Thanksgiving is a large family affair for Record-Eagle reporter Alexa Zoellner. There are 47 people — all from Zoellner’s mom’s side — in this 2017 family photo. This year, 60 to 65 people are expected to attend the holiday celebration.

Last February, the title of a “Dear Annie” column caught my attention — “Thirty’s a crowd for hosts of annual Christmas get-together.”

This guy, “Crowded House,” was bothered by how large the annual Christmas get-together had gotten. Apparently there were 45 to 50 people that regularly were coming.

“Crowded House” was upset because:

A) For the last 17 years, he and his wife had (willingly) played host and (willingly) funded the parties;

B) Attendees tended to leave a mess behind; and

C) There apparently were 15 to 20 non-family members (invited by various family members) that showed up each year.

Admittedly, I get being irritated and feeling crowded by 20 non-family members being there each year. Still, I couldn’t help but laugh.

Why did I find this so funny? Simple.

It’s because 50 people is an “off year” for my family’s Thanksgiving.

“Off years” — which occur basically every other year — are when married family members go to their significant other’s Thanksgiving celebration or the way-out-of-towners don’t make the long trip.

This year, though, is an “on year” and we’re expecting 60 to 65 people.

Thanksgiving is spent with my mom’s family — dad’s side gets Christmas — and, believe it or not, the reason there’s so many of us isn’t that everyone has a ton of kids.

It actually has more to do with the fact that my mom’s first cousins are anywhere from 12- to 27 years older than her.

The age gap meant my mom was in junior high — give or take a few grades — when her first cousins were having kids. And now, those kids have had their own children.

If it sounds like a lot of names, faces and family tree branches to remember, it is. Seriously, I have to get a refresher from my mom or sister every year. I have no idea how they manage to keep things straight.

In my defense, even though Thanksgiving relatives are family, they’re extended enough that I really only see most of them once a year. And I do mean extended.

Not counting my parents and siblings, and since my grandparents and great-aunts are dead, my closest relatives at Thanksgiving are my first cousin once removed (also known as my mom’s first cousins).

Then there’s my second cousins (the children of my mom’s first cousins) and my second cousins once removed (the grandkids of my mom’s first cousins).

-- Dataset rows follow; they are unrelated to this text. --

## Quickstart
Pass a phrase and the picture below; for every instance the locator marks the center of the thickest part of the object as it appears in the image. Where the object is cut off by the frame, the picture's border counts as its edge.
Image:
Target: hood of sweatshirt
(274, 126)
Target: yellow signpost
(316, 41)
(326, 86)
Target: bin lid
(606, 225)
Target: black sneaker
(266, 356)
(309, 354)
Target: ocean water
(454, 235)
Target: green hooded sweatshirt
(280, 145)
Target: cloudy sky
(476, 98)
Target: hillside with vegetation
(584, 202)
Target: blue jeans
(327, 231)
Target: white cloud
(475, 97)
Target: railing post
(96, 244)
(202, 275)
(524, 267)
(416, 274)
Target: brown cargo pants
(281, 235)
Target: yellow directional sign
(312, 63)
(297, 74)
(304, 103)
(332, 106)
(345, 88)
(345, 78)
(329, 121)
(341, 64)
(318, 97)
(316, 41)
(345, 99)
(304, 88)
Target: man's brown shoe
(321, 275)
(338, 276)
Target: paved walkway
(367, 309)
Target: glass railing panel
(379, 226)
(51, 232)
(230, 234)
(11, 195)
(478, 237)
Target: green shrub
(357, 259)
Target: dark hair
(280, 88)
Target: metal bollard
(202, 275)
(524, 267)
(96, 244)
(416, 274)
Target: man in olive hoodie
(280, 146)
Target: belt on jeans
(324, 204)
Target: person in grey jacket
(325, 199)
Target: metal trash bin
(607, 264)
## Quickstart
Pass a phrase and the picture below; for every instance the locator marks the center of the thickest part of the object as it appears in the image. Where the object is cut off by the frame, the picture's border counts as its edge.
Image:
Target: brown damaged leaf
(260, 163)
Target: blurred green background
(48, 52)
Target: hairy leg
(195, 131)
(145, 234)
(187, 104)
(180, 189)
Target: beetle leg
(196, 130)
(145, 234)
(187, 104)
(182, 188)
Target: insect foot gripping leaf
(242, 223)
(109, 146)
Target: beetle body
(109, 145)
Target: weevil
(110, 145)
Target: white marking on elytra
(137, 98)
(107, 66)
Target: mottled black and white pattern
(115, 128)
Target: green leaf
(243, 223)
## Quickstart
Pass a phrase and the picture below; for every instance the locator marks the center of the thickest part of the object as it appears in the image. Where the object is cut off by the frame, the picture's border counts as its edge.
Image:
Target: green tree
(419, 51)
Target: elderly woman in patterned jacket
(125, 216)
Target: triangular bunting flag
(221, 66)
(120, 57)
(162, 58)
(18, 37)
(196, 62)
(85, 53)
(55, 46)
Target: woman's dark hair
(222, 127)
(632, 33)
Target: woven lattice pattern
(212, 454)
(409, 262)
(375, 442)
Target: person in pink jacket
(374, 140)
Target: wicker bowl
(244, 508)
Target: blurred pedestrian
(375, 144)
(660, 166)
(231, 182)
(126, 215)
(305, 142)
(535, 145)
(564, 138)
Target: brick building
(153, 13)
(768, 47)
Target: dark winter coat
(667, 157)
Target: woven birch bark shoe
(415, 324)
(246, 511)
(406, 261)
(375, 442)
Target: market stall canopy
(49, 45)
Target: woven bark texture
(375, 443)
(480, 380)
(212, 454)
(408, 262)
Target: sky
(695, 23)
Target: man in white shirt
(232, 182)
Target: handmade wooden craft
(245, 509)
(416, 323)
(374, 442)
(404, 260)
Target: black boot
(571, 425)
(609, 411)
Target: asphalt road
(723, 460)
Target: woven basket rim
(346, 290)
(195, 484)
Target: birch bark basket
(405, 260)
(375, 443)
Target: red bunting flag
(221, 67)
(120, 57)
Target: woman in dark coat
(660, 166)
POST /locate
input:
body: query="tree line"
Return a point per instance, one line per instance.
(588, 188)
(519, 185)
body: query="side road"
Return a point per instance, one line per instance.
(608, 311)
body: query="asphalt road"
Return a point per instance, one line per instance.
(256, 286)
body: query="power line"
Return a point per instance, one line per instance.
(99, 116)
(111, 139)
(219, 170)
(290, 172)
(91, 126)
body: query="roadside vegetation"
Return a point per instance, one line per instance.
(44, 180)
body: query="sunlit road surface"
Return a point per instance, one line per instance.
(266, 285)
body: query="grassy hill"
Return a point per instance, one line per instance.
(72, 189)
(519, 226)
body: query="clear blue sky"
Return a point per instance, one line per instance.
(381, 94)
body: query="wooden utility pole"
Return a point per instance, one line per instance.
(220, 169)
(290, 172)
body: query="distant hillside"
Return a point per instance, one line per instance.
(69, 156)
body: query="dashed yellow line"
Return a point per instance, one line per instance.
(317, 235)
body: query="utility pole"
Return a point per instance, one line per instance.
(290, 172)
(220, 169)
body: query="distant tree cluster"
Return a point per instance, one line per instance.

To make it more complicated, my sister, brother and I aren’t in the same age range as most of the people in our generation.

We belong to the same generation as our second cousins, but are actually closer in age to some of our second cousins once removed.

It all goes back to my mom being so much younger than her first cousins.

Can you see why I have trouble keeping things straight?

Regardless, they’re family and Thanksgiving is a fun day.

Everyone contributes to the food table, the desserts are awesome and the company is great.

I’m looking forward to it and I hope you all feel the same way about your own Thanksgiving.

Even though it’s early, be safe this Thanksgiving and have a happy holiday!